I'm guessing that roughly 15% of my notebook is relatively "high-traffic" stuff that I actually review/rewrite on a semiregular basis (once every few weeks at least).

comment by [deleted] · 2012-09-11T13:52:20.538Z · score: 0 (4 votes) · LW · GW

"Brain support"? Sensationalist title.

comment by RomeoStevens · 2012-09-11T20:22:35.498Z · score: 6 (6 votes) · LW · GW

improving the efficiency of the exobrain tools we use seems to be vastly underrated.

comment by Emile · 2012-09-12T09:22:20.462Z · score: 4 (4 votes) · LW · GW

I'm not so sure of that - there's also a risk of spending too much time and attention on tools rather than on actually getting stuff done - what's called "Productivity Porn".

A bit like if an online community spent all it's energy on talking about how to have quality discussions, instead of actually having quality discussions.

comment by RomeoStevens · 2012-09-12T09:48:46.493Z · score: 2 (2 votes) · LW · GW

I agree but it seems like a niche problem. How many people have a good note taking system and understand how to use search engines to full effectiveness?

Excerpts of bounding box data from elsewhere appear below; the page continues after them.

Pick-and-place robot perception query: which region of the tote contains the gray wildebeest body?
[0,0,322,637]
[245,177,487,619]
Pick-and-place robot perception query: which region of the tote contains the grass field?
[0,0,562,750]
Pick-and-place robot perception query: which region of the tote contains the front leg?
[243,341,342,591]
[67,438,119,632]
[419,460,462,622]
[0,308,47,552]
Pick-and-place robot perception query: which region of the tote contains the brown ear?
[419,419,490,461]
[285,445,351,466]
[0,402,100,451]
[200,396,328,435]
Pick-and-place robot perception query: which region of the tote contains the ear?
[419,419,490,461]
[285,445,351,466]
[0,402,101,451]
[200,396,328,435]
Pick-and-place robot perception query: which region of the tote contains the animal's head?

comment by [deleted] · 2012-09-11T21:05:50.872Z · score: -1 (1 votes) · LW · GW

Zim doesn't represent any improvement in the efficiency of taking computer notes. Evernote beats it on most features.

comment by John_Maxwell_IV · 2012-09-11T21:02:52.679Z · score: 2 (2 votes) · LW · GW

Is "thought support" OK?

comment by [deleted] · 2012-09-11T21:09:56.760Z · score: -2 (4 votes) · LW · GW

You still don't give any arguments to support such a claim (to wit, "Zim Wiki provides thought support"), so no.

I suggest "Zim Wiki made me feel more productive" or "Zim Wiki is pretty cool, give it a try"

comment by Desrtopa · 2012-09-11T14:08:20.861Z · score: 0 (2 votes) · LW · GW

I default to interpreting it as "keeping a brain alive with machinery."

comment by maia · 2012-09-11T13:27:52.640Z · score: 0 (0 votes) · LW · GW

I might use something like this, except I find it extremely useful to be able to note things down on my smartphone wherever I am when I have a sudden thought, and have that synced with my other devices.

So I just use Evernote. Wish it had source-control-ish features, though.